Ja, ich gebe zu, ich bin verdammt stolz drauf:

Urkunde Bonn Marathon

Wie berichtet, habe ich mich ja seit Herbst auf meiner ersten Marathon vorbereitet. Überhaupt erst meine zweite Teilnahme an einem Wettkampf nach dem Halbmarathon 2011.

Startnummer 2247Bei der Anreise hatte ich mich etwas verplant, sodass ich erst drei Minuten vor dem Start im Startbereich ankam. Keine Zeit nervös zu werden …  Das Wetter war ideal: Bewölkt und trotzdem nicht kalt. Beim Start habe ich mich den Zugläufern für die Zielzeit 4:00h angeschlossen. Nicht, weil ich diese Zeit für mich für realistisch hielt, sondern weil deren durchschnittliches Tempo von 6 min/km  (10 km/h) ein Tempo war, dass ich im Training oft und ohne Anstrengung (auch auf langen Strecken) gelaufen war und ich hoffte, zumindest lange durchhalten zu können. Die Zugläufer haben auf jeden Fall verhindert, dass ich zu schnell startete.

Jedoch zeigte sich bereits nach etwa 12 km (Strecke, PDF), dass ich von meiner Nach-Ostern-Krankheit noch nicht vollständig erholt und zur alten Form zurückgefunden hatte. Ich musste mein Tempo verringern und so zogen ihre Luftballons langsam, aber stetig von dannen. Ich konnte sie jedoch immerhin noch bis km 21 im Blick behalten, wie sie da in der Ferne vor mir hin und her schwankten. Ab km 22 dann begann der allmähliche Niedergang – die Rheinbrücke fiel mir schon schwer, auf den Kilometern vor dem ehemaligen T-Mobile Komplex wehte ein unfreundlicher Gegenwind und ich wurde noch mal langsamer.

Läufer mit SchmerzenDer Rückweg zur Rheinbrücke dann zog sich endlos und ich versorgte mich von nun an jeden Verpflegungsstand mit gleich drei Getränken. Fast hätte ich auch noch meinen Zeit-Chip verloren, weil sich bei km 24 mein linker Schnürsenkel löste. Aber am Rheinufer dann habe ich mich sogar wieder etwas erholt. Ab km 27 bemerkte ich zusätzlich, dass mein Fuß auf eine Art im Schuh zu reiben begann, die auf Blasenbildung schließen ließ.
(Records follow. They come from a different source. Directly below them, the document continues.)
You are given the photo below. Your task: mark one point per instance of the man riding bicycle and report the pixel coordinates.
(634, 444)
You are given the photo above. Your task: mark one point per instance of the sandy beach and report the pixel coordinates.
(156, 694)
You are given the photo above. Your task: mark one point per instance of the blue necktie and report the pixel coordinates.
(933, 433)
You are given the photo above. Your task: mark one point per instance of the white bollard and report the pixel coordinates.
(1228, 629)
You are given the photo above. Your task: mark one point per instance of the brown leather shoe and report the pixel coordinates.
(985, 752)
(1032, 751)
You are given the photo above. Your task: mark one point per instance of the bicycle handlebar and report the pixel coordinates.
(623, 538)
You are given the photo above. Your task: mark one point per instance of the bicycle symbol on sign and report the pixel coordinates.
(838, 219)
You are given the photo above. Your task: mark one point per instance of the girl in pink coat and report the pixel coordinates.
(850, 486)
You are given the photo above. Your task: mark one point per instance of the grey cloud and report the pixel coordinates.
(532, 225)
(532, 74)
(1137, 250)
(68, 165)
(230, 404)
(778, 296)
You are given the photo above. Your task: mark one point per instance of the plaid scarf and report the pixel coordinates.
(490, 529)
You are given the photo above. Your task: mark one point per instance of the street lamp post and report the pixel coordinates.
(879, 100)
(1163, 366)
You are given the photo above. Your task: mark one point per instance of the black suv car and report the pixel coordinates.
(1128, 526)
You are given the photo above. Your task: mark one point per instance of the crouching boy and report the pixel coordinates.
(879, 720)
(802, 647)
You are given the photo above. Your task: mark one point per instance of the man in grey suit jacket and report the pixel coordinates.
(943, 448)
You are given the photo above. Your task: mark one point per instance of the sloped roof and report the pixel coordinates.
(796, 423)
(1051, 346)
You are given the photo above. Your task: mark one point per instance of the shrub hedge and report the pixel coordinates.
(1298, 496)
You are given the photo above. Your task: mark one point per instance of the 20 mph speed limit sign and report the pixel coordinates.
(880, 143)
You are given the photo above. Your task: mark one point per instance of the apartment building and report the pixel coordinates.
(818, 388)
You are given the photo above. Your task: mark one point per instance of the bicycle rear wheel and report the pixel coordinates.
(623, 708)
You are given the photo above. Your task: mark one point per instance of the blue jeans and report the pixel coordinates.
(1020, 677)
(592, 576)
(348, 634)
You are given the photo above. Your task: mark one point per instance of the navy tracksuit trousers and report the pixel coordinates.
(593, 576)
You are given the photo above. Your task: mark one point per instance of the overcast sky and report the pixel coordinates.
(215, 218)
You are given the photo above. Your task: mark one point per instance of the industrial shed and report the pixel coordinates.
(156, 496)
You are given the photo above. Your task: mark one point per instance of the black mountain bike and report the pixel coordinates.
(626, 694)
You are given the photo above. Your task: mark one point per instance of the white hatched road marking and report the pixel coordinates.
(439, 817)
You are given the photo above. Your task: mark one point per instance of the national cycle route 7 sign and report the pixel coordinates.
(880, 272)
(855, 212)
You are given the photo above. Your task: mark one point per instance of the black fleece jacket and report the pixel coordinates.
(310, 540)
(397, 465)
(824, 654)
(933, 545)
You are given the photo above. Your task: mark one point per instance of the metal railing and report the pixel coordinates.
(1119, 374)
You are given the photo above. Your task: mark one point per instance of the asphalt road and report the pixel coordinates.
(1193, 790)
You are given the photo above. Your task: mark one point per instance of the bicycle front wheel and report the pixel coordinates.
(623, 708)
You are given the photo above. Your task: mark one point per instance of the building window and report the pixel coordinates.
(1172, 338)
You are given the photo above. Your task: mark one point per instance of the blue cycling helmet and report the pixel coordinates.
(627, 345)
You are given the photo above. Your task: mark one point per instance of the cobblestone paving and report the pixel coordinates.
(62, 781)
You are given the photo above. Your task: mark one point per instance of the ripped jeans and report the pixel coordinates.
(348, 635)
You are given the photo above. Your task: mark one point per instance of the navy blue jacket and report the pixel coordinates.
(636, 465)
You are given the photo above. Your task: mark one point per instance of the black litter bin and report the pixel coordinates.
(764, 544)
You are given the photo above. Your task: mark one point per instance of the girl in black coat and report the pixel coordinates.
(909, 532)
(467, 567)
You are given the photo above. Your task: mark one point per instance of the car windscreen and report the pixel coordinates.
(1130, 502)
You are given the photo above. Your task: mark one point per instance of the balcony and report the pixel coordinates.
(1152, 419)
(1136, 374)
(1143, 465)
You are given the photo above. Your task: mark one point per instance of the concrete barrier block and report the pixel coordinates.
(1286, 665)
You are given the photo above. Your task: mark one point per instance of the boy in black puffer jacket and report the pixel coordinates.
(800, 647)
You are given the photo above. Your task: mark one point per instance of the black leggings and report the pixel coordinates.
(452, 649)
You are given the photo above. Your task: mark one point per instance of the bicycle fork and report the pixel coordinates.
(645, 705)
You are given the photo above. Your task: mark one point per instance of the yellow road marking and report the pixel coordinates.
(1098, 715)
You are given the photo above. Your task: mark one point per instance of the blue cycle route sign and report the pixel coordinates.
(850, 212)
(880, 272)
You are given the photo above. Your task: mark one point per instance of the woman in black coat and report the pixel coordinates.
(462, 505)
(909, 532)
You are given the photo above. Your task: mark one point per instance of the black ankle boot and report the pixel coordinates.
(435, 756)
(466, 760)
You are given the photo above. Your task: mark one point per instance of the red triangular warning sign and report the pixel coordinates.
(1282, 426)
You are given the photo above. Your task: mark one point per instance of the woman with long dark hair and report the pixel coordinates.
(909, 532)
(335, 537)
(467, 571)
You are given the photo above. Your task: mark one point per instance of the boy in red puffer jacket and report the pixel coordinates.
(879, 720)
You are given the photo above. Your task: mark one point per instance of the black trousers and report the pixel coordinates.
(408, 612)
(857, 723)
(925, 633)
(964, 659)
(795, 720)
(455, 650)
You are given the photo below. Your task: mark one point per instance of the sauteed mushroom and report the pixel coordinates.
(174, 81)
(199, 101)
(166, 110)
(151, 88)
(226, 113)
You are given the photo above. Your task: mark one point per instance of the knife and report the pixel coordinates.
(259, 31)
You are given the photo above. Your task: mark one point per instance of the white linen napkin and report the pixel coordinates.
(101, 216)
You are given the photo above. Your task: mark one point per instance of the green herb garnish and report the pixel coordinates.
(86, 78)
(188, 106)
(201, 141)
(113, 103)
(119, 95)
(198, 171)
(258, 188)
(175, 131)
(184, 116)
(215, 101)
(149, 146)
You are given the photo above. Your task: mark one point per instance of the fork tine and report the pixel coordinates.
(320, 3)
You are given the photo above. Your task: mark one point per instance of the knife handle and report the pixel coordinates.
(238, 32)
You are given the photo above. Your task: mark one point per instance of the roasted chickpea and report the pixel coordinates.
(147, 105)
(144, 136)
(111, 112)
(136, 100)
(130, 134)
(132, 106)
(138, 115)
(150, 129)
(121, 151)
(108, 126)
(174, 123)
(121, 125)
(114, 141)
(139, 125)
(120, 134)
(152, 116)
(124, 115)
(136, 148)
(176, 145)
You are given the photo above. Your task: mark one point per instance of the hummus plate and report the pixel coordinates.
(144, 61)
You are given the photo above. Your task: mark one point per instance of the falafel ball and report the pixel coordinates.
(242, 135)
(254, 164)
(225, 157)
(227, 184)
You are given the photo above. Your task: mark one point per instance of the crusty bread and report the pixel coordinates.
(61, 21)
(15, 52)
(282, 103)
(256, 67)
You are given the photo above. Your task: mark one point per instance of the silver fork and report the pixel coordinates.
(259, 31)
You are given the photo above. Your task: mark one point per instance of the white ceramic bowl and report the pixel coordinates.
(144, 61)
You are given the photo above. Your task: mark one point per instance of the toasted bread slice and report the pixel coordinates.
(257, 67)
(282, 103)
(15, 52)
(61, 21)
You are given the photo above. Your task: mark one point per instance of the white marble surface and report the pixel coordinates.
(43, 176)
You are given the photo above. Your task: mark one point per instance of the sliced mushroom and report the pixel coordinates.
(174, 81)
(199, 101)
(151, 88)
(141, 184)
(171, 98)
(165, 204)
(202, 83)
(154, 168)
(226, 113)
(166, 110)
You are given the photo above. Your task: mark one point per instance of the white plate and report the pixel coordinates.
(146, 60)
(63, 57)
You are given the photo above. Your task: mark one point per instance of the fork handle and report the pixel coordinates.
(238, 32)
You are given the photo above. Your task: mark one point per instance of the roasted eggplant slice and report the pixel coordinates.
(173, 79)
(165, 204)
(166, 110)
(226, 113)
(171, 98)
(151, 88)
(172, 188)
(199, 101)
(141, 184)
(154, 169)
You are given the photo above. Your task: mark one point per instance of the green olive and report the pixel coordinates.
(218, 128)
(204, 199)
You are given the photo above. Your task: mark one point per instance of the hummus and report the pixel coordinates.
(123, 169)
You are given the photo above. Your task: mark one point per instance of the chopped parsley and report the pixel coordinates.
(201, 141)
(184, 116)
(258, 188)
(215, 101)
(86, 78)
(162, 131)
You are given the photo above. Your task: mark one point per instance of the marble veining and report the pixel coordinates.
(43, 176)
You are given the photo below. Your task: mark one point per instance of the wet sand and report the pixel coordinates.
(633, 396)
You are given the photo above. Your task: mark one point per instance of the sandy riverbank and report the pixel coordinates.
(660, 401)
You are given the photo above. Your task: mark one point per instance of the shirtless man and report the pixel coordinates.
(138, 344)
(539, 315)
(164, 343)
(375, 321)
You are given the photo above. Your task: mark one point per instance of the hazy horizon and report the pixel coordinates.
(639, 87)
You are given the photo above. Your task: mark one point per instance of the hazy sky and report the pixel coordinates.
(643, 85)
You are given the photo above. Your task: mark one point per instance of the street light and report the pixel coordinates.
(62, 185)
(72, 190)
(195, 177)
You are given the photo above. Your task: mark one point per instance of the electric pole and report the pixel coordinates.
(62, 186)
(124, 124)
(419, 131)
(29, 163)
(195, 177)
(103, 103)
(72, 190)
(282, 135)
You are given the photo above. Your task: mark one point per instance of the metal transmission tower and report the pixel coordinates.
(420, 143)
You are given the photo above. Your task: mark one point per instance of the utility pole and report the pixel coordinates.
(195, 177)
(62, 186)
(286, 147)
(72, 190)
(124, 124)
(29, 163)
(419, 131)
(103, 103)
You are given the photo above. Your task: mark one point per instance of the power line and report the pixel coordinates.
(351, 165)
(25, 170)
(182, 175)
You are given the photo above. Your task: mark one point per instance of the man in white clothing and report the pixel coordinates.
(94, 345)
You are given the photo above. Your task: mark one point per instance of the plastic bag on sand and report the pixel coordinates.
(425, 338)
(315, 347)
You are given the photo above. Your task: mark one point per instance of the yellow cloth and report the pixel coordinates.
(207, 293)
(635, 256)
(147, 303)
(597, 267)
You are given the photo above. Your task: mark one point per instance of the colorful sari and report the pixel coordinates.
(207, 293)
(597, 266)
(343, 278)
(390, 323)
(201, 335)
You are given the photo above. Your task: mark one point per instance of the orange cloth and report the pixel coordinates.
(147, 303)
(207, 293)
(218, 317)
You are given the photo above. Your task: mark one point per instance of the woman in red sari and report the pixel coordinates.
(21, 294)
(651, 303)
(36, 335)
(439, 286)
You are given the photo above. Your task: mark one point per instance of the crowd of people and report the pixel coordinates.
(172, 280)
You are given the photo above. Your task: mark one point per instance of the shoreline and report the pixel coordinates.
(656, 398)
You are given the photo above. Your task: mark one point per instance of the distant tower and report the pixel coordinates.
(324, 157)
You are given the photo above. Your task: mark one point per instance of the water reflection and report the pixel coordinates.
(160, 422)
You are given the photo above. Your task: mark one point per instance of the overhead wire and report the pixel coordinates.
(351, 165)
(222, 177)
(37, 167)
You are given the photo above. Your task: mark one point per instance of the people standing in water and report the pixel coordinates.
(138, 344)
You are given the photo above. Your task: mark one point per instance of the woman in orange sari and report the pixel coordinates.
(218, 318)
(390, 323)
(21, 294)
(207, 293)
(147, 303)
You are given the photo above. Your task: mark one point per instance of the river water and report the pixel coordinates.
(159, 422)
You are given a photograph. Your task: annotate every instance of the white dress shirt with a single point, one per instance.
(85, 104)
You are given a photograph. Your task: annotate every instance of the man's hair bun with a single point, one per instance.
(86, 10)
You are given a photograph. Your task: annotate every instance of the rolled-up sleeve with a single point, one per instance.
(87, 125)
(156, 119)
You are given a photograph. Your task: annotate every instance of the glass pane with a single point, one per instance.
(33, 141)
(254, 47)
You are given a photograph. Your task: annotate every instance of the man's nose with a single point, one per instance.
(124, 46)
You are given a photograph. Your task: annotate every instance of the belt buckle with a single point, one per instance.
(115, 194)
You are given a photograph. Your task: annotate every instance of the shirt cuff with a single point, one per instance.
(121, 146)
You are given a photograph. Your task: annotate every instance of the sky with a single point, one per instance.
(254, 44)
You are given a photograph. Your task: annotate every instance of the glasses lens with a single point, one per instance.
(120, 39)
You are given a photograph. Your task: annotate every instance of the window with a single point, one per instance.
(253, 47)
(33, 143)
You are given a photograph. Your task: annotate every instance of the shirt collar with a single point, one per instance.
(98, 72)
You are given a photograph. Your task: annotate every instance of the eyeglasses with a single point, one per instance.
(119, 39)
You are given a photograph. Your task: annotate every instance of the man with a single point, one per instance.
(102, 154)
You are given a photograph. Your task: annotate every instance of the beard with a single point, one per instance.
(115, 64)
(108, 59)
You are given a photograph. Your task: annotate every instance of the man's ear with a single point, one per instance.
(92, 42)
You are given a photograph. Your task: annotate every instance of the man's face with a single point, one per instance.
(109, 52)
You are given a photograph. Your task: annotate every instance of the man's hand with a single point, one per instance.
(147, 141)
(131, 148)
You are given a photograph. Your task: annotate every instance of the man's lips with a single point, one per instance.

Freude bereiteten dagegen die aufmunternden, und oft lustigen Anfeuerungsrufe der ZuschauerInnen und die Kinder, die sich zum Abklatschen an den Straßenrand stellten – auch wenn das für mich ein paar Schritte mehr bedeutete.

Die Zielläufer für 4:30 hJetzt wurde ich auch wieder von LäuferInnen eingeholt, die ich von “früher” kannte. Sie hatten offensichtlich bessere Kondition oder eine bessere Krafteinteilung als ich. Hinter dem Post Tower haben mich dann die Zugläufer für die Zeitzeit 4:30h eingeholt.  Damit war meine heimliche Wunschzeit gefallen, ich hatte keine Reserven mehr, um noch einmal zu beschleunigen und mich ihnen anzuschließen. Andererseits waren dort auch schon 34 km geschafft und das Ende zwar nicht abzusehen, aber mit Fantasie doch zumindest vorstellbar. Jedoch merkte ich auch, dass sich meine Beine am Stoff meiner Laufhose auf eine sehr unangenehme Weise rieben, was anfing, richtig schmerzhaft zu werden. Nachdem ich den ganzen Winter mit langer Hose gelaufen war, vertrugen meine Beine den Synthetik-Soff der kurzen Hose scheinbar nicht mehr. Andererseits war ich überhaupt noch nie so lange gelaufen. Vielleicht wäre das mit jeder Hose so gekommen.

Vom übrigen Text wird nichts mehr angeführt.